The precipitation of the digital into the real has been accelerated by a virulent new wave of 'data visualisation', through which digital data and statistics are presented either through real-time displays or objects, mostly made by 'rapid prototyping' (which, as anyone who has ever used the process knows, is far from rapid).
I don’t know if you heard about it already, but Dan Hill (of City of Sound fame) recently posted about his new project: The Cloud. I won’t go into details, nor cast an opinion, but simply group it together with several other projects as examples of a New Millennium Spirit: data visualisation. In times-gone-by the problem was collecting the data, not representing it. Researchers developed speculative manners of presentation (graphs and specialist charts) and then went out into the world to collect the information. What I'm really saying is that modes of data visualisation were propositional about a certain reality.

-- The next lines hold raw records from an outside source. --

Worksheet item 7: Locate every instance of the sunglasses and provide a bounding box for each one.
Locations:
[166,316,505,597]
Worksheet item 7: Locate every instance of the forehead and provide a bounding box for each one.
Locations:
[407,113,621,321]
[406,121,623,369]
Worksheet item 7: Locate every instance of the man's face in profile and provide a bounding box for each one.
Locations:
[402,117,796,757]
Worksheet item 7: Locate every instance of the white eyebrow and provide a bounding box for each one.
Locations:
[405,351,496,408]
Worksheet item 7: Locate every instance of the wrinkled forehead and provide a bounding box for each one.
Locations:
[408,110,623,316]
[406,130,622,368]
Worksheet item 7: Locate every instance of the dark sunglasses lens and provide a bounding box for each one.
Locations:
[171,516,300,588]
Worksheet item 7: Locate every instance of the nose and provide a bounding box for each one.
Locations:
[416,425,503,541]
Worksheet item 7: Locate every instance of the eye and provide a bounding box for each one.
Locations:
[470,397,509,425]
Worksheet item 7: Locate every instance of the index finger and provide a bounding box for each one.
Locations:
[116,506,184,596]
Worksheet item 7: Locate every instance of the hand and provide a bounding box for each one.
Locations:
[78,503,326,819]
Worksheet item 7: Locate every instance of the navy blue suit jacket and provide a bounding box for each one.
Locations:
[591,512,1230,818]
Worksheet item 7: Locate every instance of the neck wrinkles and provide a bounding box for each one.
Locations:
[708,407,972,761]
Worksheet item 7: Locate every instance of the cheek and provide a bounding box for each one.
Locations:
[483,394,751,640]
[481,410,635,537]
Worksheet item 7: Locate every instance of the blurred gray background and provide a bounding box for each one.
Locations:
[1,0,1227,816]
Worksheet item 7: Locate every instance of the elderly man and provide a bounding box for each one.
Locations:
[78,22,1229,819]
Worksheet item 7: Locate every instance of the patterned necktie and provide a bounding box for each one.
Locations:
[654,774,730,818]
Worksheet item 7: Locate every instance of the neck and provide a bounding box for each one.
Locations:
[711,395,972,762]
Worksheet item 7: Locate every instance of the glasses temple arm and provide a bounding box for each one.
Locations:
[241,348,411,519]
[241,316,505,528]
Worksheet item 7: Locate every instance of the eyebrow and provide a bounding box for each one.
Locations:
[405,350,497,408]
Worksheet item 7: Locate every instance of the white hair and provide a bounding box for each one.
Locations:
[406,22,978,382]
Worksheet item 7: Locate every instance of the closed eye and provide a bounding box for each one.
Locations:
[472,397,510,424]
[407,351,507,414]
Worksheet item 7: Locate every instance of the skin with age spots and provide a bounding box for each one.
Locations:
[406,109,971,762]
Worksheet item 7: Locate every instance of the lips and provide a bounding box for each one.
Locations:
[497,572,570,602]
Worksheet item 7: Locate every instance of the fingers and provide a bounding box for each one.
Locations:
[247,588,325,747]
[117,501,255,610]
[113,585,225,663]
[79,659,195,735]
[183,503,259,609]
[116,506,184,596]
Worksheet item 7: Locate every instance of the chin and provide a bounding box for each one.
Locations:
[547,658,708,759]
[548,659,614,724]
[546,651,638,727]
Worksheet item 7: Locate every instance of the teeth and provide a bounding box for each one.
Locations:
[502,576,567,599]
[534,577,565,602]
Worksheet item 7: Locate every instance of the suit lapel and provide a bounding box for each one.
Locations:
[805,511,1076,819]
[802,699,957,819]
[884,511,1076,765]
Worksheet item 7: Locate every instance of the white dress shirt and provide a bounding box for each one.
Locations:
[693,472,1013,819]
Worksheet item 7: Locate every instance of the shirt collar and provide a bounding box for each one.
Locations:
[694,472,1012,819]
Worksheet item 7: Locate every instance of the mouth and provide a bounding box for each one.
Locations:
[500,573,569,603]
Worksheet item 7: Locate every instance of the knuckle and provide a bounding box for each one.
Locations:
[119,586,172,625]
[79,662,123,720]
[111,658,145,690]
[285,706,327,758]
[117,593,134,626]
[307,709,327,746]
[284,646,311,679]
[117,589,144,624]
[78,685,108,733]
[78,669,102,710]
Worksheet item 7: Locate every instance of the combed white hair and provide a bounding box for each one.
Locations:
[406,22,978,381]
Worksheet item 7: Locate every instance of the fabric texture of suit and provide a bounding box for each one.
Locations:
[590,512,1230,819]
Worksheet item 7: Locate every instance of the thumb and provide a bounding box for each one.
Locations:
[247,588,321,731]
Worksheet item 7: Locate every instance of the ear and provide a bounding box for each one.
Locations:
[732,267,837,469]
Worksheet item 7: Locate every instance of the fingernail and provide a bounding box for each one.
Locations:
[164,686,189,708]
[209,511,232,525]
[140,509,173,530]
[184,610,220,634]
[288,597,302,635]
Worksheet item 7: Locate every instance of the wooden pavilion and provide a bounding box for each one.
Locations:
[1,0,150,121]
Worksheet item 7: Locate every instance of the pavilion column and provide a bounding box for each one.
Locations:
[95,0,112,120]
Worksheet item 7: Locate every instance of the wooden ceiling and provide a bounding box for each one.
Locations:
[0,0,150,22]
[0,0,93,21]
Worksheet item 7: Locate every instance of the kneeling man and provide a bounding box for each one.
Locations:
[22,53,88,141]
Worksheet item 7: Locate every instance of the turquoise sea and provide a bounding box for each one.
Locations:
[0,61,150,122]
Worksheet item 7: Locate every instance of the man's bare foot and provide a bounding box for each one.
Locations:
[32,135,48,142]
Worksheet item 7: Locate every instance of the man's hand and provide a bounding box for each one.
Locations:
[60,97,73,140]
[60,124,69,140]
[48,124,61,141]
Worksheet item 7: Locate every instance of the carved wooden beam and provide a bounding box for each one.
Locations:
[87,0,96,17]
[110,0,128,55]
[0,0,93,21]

Today, there exists way too much data: insensible and unreadable. Understandably, the challenge is in creating new ways of presenting that data. Unfortunately, very few of these modes are intuitively comprehensible. In the world of arbitrary employment of technological tools (Za … what was her name?) data visualisation has remained ‘meaningful’. But in reality, it’s just a new tool for the generation of forms and images. And yet there is something rather banal about all these works (with perhaps the exception of Ito – not out of favouritism, but simply because he was so far ahead of his times).
Baudrillard wrote: “It is the difference that constitutes the poetry of the map and the charm of the territory, the magic of the concept and the charm of the real.” This difference belongs to the order of representation. Though it might equally be the order of transduction: the conversion of one physical quality to another (as light to heat, kinetic energy to electricity, magnetic impulses to sound, etc). The map is in some sense a translation of the territory, from a space through the hand & mind onto the page.

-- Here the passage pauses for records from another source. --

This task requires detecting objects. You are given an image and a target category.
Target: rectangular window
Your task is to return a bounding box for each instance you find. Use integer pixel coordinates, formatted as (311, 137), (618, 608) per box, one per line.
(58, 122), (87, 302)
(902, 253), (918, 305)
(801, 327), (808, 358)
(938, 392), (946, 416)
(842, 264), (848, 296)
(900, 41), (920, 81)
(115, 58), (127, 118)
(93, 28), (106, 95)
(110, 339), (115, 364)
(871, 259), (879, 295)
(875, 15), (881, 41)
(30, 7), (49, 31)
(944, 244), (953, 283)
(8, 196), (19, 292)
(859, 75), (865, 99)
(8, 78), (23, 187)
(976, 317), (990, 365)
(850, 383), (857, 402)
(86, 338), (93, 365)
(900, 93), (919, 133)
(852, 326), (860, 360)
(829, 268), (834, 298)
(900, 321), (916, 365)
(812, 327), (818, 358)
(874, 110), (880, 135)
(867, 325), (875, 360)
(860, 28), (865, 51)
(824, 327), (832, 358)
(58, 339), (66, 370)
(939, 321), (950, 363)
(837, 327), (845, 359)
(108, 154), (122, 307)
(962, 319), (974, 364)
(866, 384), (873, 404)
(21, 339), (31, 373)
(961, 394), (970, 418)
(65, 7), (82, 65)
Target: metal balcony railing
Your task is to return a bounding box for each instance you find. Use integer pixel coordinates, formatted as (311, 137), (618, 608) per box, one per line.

Data visualisation is not the same as cartography (although cartography could be seen as a type of data visualisation, it is at its foundation a conceptual visualisation, since our perception of landscape is not a data operation) – the difference is that there is no difference between the source data and the presented data. There is no abstraction of the information, only an abstraction of the presentation of that data. The reification of the digital only produces a physical version of the electronic dross. Nothing about the information has changed, only its mode of presentation.
This goes beyond Baudrillard’s notions of simulacrum and simulation in the sense that his hyperreality had no counterpart in the real. The visualisation of the digital has recently moved from the ethereal to the real – 3d printing, and any number of other manners for turning data into objects. But what is the meaning of these objects? And what are their purposes? A map is a practical document related to the revelation of the real, but a bracelet of the year’s weather?